Liendo’s success in pool earns Swimmer of the Year Award
There was a time when Joshua Liendo was an unknown on the international stage.
Following a banner year where the 20-year-old from Markham, Ont., earned medals at both the world championships and Commonwealth Games, people are taking notice.
“I think I’ve established myself and I’ve done things,” said Liendo, who trained with coach Ryan Mallette at the High Performance Centre – Ontario last year. “You can see people kind of planning for racing against me now. My competitors, they know who I am.”
Liendo’s achievements have been recognized by Swimming Canada naming him the Olympic Program’s Male Swimmer of the Year for 2022.
“It’s a huge honour,” said Liendo, the Junior Swimmer of the Year in 2021. “Being named to something like this is a very humbling experience.”
At the FINA World Championships in Budapest, Liendo claimed bronze in the 100-metre freestyle and in 100-m butterfly. He broke the Canadian record in the 50-m freestyle, finishing fifth.
Liendo was also part of the mixed 4×100-m freestyle relay team that captured silver and broke the Canadian record. He was a member of the men’s 4×100-m freestyle relay team that finished sixth and the men’s 4×100-m medley relay team that finished 11th.
About a month later at the Commonwealth Games in Birmingham, England, Liendo won gold in the 100-m fly and grabbed bronze in the 50-m freestyle. He was also a member of the 4×100-m freestyle relay and the mixed 4×100-m freestyle relay that took home bronze. Liendo placed sixth in the 50-m butterfly and seventh in the 100-m freestyle.
Mallette said Liendo’s achievements are ahead of schedule.
“He’s fast tracking some things,” he said. “It’s so exciting that he’s been able to do that at a young age and compete against the best people in the world.
“I think his future is so great.”
The world championship bronze in the 100 free was special for Liendo.
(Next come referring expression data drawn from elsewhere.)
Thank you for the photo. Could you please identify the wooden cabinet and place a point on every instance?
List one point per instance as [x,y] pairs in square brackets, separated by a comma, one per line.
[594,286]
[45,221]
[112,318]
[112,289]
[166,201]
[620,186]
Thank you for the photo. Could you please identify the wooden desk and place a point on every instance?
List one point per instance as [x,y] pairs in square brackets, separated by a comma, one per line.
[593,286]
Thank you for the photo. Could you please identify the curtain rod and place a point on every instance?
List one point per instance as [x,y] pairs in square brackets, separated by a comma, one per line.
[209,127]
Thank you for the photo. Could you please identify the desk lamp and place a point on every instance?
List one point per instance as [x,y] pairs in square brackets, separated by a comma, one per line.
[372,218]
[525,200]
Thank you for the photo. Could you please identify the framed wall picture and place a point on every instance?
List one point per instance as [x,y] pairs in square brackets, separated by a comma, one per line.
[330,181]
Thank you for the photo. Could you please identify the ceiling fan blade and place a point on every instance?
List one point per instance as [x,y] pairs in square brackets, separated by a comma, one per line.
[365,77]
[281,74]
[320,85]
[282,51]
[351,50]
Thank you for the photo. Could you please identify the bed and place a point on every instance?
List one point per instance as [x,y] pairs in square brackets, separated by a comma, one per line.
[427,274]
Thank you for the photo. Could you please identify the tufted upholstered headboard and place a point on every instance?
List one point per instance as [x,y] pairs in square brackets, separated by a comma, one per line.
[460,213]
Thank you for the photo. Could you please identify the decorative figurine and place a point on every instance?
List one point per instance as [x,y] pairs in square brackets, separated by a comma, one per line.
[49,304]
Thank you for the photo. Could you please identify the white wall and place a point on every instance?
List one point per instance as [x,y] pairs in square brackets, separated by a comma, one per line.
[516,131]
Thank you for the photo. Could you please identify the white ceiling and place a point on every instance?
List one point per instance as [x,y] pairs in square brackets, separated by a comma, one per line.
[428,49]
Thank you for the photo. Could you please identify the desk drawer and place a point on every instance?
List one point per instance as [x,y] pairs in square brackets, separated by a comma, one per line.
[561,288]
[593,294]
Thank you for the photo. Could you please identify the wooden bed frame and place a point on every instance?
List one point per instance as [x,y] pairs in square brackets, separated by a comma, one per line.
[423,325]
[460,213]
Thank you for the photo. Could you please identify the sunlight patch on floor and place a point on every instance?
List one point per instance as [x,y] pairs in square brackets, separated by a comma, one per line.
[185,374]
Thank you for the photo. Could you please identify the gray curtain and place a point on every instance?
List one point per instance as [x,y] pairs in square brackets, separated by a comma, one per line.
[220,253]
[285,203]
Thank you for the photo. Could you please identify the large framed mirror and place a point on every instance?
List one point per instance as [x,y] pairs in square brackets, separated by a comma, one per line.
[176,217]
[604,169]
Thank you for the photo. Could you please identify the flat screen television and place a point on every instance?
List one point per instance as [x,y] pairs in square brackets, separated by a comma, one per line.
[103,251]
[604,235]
It was his first medal in a major, international long-course event.
“Being in the final, at one point leading the race, but just being in that fight . . . showed that I could be competitive on the world stage,” he said, “To do it at the world championships was a special moment. Just me taking that next step.”
Liendo finished just 0.13 of a second behind world record holder David Popovici of Romania.
“Just showing that I can be competitive with the best in the world, it’s a confidence boost,” he said. “It also gives me something to work towards, to try and get to the top of the podium the next time.
“I can just get up and race them.”
Liendo competed at the Tokyo 2020 Olympic Games in 2021, then won three medals at the FINA World Swimming Championships (25-m) in Abu Dhabi.
Even with his success, his learning curve continues.
“It starts getting more detailed,” said Liendo, who is attending the University of Florida. “You’ve got to look at different things now. I’ve got to pinpoint what I want to change.
“You’ve got to start looking at details and strategy and how you want to swim a race, certain aspects of your stroke. Be a student of the sport.”
Always fast off the blocks, Liendo is working on improving his fitness so he has the strength to hold on to the early lead he often builds in races.
“I’m working on my endurance and working on the back end of my races,” he said. “That’s something I’m trying to improve.”
With success comes expectations.
“You’re expected to perform, right?” he said. “I’ve already been competitive at this level. I just want to continue to be competitive.
“If success means pressure, I’ll gladly welcome the pressure.”
Liendo, who spent part of his childhood growing up in Trinidad, also is comfortable with his role of being one of the few elite Black swimmers.
“I get some messages from kids or parents, telling me kids look up to me,” he said. “I feel that because every time I step on the blocks I’m a role model.
“Someone is looking at me and saying, ‘Hey, this guy is like me.’ I want to do well, being that role model.”
Mallette said Liendo has become the leader of a group of young Canadian male swimmers.
“He sets a good example,” Mallette said. “It’s all positive reinforcement with his teammates. He’s always supportive of everybody.
“He is a fantastic athlete. He’s going to make people around him better. His future is really bright.”
Liendo is getting ready for the 2023 Bell Canadian Swimming Trials at the Toronto Pan Am Sports Centre March 28-April 2 in hopes to make the team heading to the World Aquatics Championships in Japan this summer. He knows the level of competition will be higher as swimmers prepare for the Paris 2024 Olympics.
“I know it’s going to be faster,” he said. “It’s going to be a fight.
“Paris is the big goal. I want to take care of the world championships, then I’ll have lots of time to focus and train for the Olympics.”
Liendo is just beginning to reap the benefits from his hard work and sacrifice.
He’s anxious to face the challenges ahead.
“The more you improve, the harder it gets to take the next step,” he said. “I’m willing to put in the work and the effort and focus to get to that next step each time.
“I’ve learned so much, not just in swimming, about myself. I’m just going to continue to learn and I’m happy with where I am right now.”